Der für den Aufbau Ost zuständige Minister Tiefensee hatte zuvor Finanzhilfen für arme West-Regionen gefordert. «Ein neues Kapitel der Solidarität wird wichtiger: Auch Städte wie Duisburg, Gelsenkirchen, Bremerhaven oder das ehemalige Zonenrandgebiet in Bayern brauchen Finanzhilfen.
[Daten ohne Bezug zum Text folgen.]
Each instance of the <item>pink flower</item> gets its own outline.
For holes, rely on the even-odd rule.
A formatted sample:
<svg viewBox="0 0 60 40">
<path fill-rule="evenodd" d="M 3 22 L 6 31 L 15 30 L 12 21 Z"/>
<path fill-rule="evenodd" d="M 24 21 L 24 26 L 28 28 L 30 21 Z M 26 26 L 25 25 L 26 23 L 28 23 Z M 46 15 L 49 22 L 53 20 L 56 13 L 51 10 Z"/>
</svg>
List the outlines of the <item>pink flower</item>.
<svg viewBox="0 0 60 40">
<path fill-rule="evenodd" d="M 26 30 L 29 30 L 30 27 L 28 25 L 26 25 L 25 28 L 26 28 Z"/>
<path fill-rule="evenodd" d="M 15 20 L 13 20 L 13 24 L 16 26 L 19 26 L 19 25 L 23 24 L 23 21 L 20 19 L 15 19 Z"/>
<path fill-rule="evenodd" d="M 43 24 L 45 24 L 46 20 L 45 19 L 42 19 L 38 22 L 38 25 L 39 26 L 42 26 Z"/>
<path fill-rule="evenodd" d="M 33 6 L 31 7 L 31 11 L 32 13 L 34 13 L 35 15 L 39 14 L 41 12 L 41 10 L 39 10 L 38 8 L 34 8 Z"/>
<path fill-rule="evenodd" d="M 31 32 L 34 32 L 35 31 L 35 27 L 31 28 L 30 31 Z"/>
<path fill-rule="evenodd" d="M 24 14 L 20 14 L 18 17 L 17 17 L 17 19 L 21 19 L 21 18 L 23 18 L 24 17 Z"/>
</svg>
Wir müssen vermeiden, dass sich dort genau die Disparitäten entwickeln, die wir heute im Osten haben", sagte Tiefensee der Zeitung «Die Welt» (Dienstagausgabe).
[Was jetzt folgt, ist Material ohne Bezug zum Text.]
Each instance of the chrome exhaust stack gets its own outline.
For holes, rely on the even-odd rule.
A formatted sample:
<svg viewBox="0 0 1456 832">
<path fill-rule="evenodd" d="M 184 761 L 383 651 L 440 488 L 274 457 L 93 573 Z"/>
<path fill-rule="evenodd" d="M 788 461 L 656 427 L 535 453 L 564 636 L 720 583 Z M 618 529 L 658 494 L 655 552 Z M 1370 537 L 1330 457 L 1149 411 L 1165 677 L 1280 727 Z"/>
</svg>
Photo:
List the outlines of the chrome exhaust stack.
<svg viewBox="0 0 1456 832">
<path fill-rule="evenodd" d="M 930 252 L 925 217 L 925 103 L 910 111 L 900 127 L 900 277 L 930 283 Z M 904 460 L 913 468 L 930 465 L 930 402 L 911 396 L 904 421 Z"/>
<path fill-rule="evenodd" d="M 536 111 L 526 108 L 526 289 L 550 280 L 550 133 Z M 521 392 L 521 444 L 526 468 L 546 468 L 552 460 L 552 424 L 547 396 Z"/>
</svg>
Für Ostdeutschland lasse sich fast 20 Jahre nach dem Mauerfall kein Solidarpakt III auflegen. «Das wäre politisch nicht durchsetzbar», sagte Tiefensee. Der vorhandene Solidarpakt werde schrittweise jährlich um 700 Millionen Euro abgebaut. «2019 sollen die ostdeutschen Länder auf dem gleichen Stand wie vergleichbare westdeutsche Länder sein. Dann müssen alle Bundesländer gleichermaßen mit dem Länderfinanzausgleich und den EU-Zuwendungen auskommen», sagte Tiefensee.